We tend to bifurcate the external act of obedience from the internal motive behind our obedience. So, we believe that as long as we do God’s command on the outside, we’re good. Even if we don’t want to do it.

Maybe you thought that this line of thinking was biblical. I used to hold to a form of this view. But you cannot find this in the Bible. In fact, you find its opposite.

The Bible teaches that true obedience to God is not merely keeping His commands on the outside. True obedience is keeping His commands from your heart – out of love for God.

In other words, it’s only God-approved obedience when it’s rightly motivated.

But what do you do when you don’t have the right motives? In other words, What if I don’t feel like obeying God?

Of course, it’s better to obey even if you don’t feel like it. That ensures moral stability in the world. You may feel like cheating and lying, but you shouldn’t do such things. That’s good!

But what you have done? You’ve only done civic morality. That’s not gospel morality. That’s not obedience that pleases God. Obedience that pleases God is not done out of a “just do it” attitude.

Instead, we learn from 1 Corinthians 13:1-3 that you can even sacrifice your body to be burned for Christ, but if you don’t have love in your heart as your offer yourself, it profits you nothing. God counts your sacrificial obedience as a “zero.” But why? You did the loving thing!

No, you did not. It wasn’t love on display. Paul’s language is precise – you must have love. Having love is not the same as doing a loving action. You can externally do something that looks like love. But “looks like” is not the same as “is.”

Having love is internal; it’s about your heart; it’s about your motives and desires, which fuel your behavior.

So then, am I saying that if you don’t feel like obeying God, you shouldn’t? No!
Am I saying that you need to check your motives and make sure they’re perfectly pure and right before you obey God.
Absolutely not!

Because the danger in dealing with our motives is navel-gazing – looking into yourself so much that you get all twisted up thinking about your motives. That will drive you away from Christ.

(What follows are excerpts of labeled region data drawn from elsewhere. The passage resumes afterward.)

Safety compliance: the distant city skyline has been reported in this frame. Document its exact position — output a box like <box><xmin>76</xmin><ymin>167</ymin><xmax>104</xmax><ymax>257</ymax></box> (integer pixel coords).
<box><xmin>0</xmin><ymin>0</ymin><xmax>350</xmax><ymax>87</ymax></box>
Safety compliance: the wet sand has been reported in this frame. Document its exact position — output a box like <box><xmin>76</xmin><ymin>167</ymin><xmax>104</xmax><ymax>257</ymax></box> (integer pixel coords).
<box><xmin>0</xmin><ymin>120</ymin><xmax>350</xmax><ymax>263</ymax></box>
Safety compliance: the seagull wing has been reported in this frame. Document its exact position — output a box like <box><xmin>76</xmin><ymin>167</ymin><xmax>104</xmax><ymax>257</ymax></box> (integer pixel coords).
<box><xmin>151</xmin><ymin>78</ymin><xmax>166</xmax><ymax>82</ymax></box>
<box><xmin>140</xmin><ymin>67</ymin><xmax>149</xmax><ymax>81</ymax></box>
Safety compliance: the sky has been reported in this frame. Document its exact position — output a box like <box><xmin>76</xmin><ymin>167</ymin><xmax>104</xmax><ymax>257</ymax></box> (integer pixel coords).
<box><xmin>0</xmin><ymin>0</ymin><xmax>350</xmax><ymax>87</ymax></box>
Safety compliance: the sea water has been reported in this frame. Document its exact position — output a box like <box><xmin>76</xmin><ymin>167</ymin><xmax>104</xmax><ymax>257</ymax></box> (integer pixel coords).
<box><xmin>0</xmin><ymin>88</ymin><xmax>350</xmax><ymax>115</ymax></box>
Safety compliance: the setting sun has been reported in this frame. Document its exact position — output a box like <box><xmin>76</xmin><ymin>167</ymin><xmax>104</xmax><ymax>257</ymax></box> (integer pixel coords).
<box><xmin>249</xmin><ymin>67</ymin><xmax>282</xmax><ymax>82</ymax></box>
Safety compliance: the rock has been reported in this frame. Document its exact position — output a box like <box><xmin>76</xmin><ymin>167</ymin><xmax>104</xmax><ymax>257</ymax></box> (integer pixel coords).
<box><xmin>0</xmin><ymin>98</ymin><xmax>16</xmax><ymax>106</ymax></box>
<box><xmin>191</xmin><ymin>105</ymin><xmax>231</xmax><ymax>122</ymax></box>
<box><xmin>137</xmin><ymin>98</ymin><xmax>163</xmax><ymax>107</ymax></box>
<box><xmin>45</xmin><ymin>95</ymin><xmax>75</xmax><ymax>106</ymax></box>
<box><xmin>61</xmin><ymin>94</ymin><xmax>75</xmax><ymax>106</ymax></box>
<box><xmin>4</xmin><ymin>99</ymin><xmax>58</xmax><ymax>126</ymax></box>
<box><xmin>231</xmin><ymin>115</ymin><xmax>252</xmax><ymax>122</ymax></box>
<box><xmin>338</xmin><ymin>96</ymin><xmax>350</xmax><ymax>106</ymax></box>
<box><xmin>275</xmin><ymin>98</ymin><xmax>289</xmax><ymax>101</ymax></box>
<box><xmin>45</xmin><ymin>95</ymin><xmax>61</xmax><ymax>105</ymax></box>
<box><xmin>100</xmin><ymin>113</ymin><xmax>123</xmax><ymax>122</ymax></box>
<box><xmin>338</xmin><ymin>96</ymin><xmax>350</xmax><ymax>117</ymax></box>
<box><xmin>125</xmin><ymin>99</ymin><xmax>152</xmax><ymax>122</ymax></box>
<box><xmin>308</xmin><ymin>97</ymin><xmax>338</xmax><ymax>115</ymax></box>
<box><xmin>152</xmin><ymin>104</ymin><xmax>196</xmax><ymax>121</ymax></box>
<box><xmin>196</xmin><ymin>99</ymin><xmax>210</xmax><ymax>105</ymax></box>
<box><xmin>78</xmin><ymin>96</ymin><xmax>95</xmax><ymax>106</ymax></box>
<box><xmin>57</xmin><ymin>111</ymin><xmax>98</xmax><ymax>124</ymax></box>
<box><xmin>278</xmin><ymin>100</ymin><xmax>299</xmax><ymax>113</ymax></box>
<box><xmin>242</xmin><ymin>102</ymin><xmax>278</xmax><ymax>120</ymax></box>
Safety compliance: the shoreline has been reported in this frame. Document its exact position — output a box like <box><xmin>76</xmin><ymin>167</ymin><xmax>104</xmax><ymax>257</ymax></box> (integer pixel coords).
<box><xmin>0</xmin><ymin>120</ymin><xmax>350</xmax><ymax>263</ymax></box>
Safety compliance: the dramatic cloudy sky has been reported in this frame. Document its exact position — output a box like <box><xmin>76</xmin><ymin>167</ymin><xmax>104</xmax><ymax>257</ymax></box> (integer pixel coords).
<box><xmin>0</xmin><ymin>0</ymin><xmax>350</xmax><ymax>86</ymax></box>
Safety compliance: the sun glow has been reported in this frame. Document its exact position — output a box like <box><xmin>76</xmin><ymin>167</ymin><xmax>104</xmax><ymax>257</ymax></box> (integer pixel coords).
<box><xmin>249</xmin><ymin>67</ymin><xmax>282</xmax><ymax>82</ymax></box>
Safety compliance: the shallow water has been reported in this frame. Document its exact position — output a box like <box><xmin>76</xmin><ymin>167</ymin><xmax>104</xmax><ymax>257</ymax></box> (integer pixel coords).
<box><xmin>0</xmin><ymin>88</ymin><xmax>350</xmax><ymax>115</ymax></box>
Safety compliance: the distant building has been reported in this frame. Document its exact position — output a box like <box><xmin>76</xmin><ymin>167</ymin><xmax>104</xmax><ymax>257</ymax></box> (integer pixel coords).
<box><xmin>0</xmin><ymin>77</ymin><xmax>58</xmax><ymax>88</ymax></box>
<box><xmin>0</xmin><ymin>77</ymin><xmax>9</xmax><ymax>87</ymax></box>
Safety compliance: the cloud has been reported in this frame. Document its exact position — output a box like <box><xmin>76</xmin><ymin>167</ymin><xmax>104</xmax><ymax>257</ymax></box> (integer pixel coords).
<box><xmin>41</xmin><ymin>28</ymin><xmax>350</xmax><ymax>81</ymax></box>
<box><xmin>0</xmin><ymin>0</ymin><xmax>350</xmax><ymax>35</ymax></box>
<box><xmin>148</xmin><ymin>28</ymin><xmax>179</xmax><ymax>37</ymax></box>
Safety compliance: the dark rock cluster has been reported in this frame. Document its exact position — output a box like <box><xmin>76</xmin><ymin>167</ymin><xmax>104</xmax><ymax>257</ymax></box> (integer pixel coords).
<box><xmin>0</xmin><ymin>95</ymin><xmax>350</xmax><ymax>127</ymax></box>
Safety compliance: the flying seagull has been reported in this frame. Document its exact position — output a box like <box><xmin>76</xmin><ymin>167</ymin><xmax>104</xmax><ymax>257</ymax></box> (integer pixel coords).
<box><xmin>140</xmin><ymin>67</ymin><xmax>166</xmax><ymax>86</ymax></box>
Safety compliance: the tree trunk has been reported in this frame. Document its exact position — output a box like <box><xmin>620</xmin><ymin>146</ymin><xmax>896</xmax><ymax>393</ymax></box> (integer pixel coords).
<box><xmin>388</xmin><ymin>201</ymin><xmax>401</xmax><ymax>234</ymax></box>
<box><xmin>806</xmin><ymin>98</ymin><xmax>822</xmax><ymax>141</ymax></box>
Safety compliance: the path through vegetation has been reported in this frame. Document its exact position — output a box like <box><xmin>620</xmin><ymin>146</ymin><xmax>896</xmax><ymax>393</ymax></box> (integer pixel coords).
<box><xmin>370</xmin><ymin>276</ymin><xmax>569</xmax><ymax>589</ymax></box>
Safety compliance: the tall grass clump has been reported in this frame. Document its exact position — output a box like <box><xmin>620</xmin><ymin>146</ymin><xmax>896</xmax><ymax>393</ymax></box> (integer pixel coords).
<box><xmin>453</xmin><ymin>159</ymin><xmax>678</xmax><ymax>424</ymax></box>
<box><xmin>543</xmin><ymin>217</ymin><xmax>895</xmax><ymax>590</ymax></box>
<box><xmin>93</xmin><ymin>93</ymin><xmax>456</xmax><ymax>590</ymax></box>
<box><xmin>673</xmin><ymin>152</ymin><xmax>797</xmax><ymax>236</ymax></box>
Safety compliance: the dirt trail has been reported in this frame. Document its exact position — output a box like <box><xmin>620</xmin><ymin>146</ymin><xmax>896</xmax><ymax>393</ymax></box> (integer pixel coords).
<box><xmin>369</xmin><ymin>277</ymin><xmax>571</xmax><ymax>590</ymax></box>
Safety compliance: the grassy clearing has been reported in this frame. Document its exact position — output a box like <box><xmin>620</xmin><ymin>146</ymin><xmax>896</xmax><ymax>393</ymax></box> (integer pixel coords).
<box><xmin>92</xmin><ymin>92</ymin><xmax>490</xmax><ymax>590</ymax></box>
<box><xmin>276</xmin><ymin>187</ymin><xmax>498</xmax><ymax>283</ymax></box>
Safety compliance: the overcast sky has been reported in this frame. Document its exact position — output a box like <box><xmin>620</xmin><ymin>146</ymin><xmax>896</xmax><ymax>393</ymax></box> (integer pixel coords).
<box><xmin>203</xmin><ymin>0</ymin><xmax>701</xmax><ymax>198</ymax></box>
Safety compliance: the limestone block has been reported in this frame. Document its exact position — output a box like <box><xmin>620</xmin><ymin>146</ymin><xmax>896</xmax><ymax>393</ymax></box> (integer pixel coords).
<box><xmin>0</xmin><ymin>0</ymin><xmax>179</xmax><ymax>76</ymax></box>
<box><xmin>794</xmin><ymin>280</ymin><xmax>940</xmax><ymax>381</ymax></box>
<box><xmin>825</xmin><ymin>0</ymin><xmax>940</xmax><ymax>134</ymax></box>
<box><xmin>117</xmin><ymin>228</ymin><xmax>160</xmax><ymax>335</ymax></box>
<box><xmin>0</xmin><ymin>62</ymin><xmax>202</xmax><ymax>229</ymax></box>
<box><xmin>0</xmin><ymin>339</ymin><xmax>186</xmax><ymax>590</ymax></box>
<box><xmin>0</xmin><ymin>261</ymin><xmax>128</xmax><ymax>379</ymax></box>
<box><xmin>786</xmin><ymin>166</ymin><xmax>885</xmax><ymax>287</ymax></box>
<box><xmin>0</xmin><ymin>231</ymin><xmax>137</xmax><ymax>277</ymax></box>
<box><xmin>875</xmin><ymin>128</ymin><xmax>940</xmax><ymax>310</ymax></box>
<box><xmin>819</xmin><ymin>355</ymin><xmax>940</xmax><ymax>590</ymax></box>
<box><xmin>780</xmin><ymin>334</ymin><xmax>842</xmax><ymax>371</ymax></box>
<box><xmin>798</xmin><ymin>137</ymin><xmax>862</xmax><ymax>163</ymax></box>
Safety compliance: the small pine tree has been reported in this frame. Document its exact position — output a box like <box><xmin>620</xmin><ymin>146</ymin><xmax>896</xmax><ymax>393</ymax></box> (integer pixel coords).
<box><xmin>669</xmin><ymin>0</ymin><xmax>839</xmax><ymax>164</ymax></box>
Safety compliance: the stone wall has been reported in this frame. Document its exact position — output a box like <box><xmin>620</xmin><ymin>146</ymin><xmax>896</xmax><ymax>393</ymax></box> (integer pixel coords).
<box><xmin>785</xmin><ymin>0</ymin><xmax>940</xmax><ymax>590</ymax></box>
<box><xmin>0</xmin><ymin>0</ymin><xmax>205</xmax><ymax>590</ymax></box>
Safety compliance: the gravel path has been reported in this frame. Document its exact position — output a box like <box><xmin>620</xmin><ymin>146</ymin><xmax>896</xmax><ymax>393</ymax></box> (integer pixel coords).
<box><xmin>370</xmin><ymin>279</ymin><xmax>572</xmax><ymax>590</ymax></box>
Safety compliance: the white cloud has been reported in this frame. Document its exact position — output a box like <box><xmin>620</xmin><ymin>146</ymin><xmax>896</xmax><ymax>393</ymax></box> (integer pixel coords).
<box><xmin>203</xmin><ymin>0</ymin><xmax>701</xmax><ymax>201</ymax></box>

So, what should I do when I don’t feel like doing something God calls me to do? You should begin with confession - confessing the sin of not wanting to obey God.

For example, when you don’t feel like reading your Bible, I would encourage you to read your Bible, but to do so as you repent of your sin of coldness, which is the sin of unbelief.

You don’t believe, in that moment, that the Bible is the divinely inspired Word of God that has eternal life, that’s sweeter than honey, more precious than gold, converts your soul, and trains you in righteousness. My problem is that I’m not believing God’s own testimony.

So, I begin my Bible reading by repenting of my unbelief if my heart is cold. I ask for His forgiveness. Then I ask Him to grant me a willing and humble heart. And to grant me eyes to see the beauty of Christ from the text. And I ask Him to help me understand, enjoy, and see applications for my life by the power of His Spirit as I read.

Then I read. But I read having had my heart changed by repenting of my sin, receiving His forgiveness in Christ, and remembering how much goodness He has in store for me in the Word.

We can have a pure heart by God’s grace as we come to an issue of obedience. That is God’s promise to us.

So, next time you’re struggling to obey God. Don’t “just do it.” Don’t suppress your feelings.

Let God work on them by the gospel as you come to Him for mercy and grace to change you on the inside…so that you can obey, in the truest sense of that word, on the outside.